October saw the fewest number of single-family homes under contract since 2015.
- During October, home sales fell 35%—reaching the largest annual decline since 2015, Redfin reports.
- The market for mortgage applications and pending home sales now resembles the market in 2018.
- While mortgage rates remain high, the slower market does allow buyers to better negotiate overall home prices.
Why it’s news
The continuing decline in home sales is related to climbing mortgage rates. While high mortgage rates are a problem for prospective buyers, the slower market does give them more power to negotiate with sellers.
At the end of October, 30-year mortgage rates were at 7.08%—and the number of people searching “homes for sale” on Google was down 28% from last year, Redfin reports.
Home touring activity, requests for tours, and mortgage applications have also continued to trend down.
Median housing prices are still relatively high at $365,725 but lower than the record high prices of $392,250 in June.
Monthly mortgage rates for a median home are at $2,542 with a 7.09% mortgage rate, 48% higher than a year ago.

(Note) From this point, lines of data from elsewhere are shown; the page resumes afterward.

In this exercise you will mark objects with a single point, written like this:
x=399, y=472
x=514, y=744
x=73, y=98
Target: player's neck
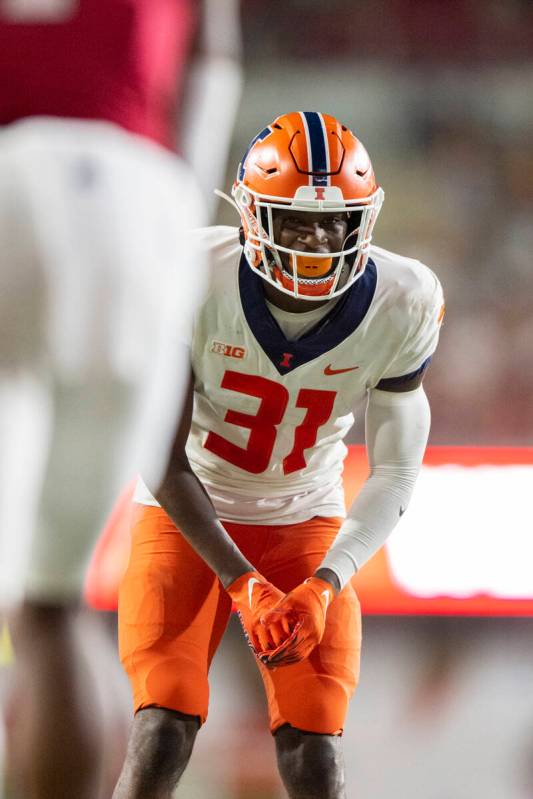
x=288, y=303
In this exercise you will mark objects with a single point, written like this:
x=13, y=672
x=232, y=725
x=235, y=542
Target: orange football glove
x=303, y=612
x=254, y=596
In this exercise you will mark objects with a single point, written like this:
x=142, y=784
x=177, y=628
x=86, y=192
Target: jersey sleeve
x=425, y=311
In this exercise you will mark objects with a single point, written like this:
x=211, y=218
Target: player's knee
x=162, y=740
x=311, y=765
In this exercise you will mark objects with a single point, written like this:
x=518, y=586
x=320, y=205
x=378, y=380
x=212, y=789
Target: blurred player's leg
x=88, y=237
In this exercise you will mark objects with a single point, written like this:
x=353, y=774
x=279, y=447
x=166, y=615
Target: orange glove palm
x=254, y=596
x=303, y=612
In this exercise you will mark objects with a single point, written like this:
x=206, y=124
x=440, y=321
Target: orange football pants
x=173, y=612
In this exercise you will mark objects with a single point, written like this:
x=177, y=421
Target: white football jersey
x=270, y=414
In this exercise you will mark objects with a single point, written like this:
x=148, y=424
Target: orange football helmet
x=307, y=161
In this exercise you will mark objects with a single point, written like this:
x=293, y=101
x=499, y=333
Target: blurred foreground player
x=93, y=206
x=304, y=319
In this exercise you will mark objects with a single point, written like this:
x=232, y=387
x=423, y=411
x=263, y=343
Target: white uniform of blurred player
x=93, y=209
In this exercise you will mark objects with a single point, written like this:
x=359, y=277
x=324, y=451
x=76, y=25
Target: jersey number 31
x=263, y=425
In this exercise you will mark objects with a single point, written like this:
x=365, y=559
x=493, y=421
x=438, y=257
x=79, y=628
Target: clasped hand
x=281, y=628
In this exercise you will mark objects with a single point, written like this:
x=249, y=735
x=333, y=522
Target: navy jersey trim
x=328, y=333
x=389, y=383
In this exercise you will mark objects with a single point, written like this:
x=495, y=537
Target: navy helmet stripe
x=260, y=136
x=318, y=155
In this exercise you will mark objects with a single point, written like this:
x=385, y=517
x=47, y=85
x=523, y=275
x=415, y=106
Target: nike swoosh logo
x=251, y=583
x=329, y=371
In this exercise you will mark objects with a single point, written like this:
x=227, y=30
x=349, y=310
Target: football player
x=304, y=319
x=93, y=205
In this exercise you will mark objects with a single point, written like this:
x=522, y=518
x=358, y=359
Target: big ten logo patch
x=230, y=350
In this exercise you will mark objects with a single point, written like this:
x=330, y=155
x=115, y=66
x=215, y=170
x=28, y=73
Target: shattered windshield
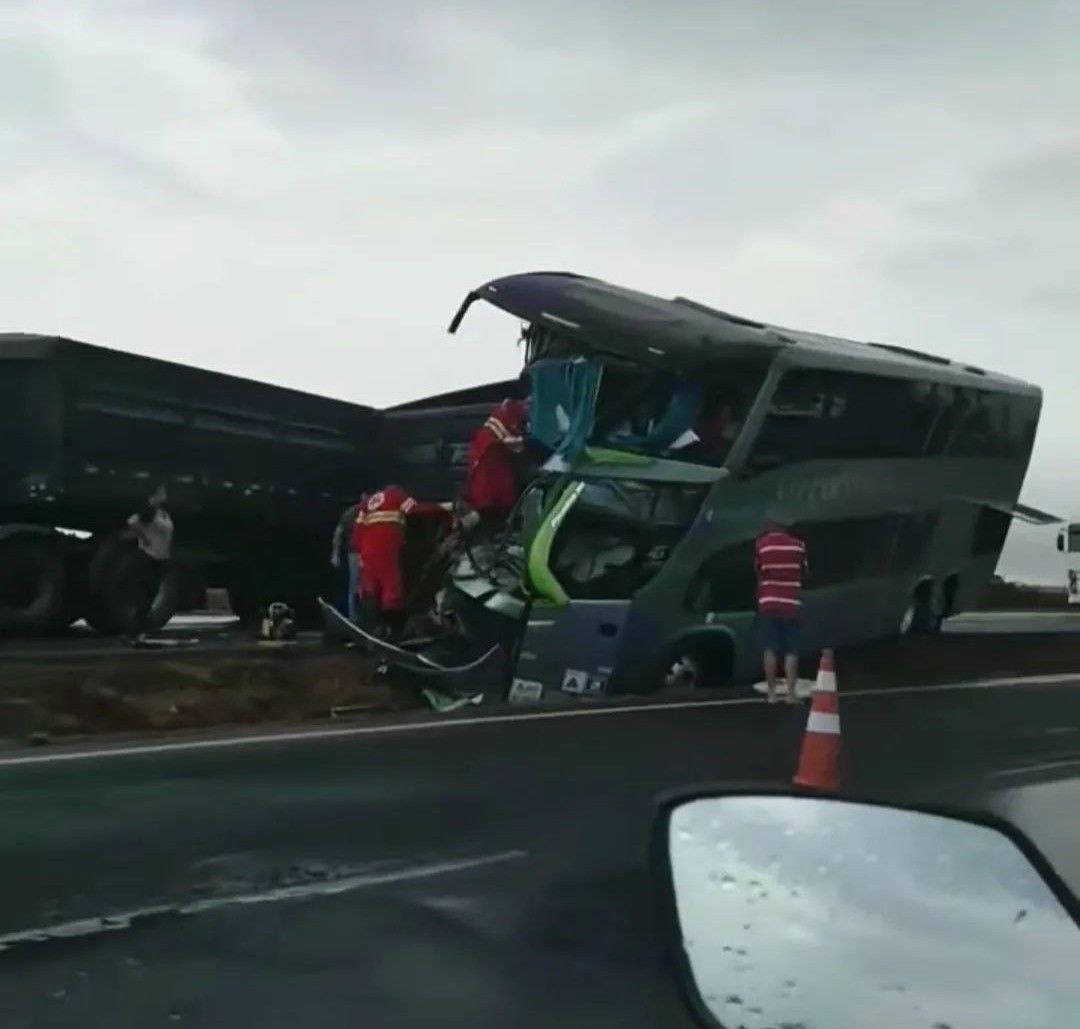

In addition to declining home sales, listings have also declined and are 21% lower than last year. Months of supply is up to 3.1 months.
“Until this month, the pullback in the housing market could be described as something of a return to pre-pandemic conditions before sub-3% mortgage rates ignited a homebuying frenzy in 2020 and 2021. But now both mortgage purchase applications and pending sales are below 2018 levels. A four-year setback is a serious correction. With mortgage rates still elevated, we are in for further sales declines, but those should eventually bring price relief to those who need to move this winter,” Redfin economist Taylor Marr says.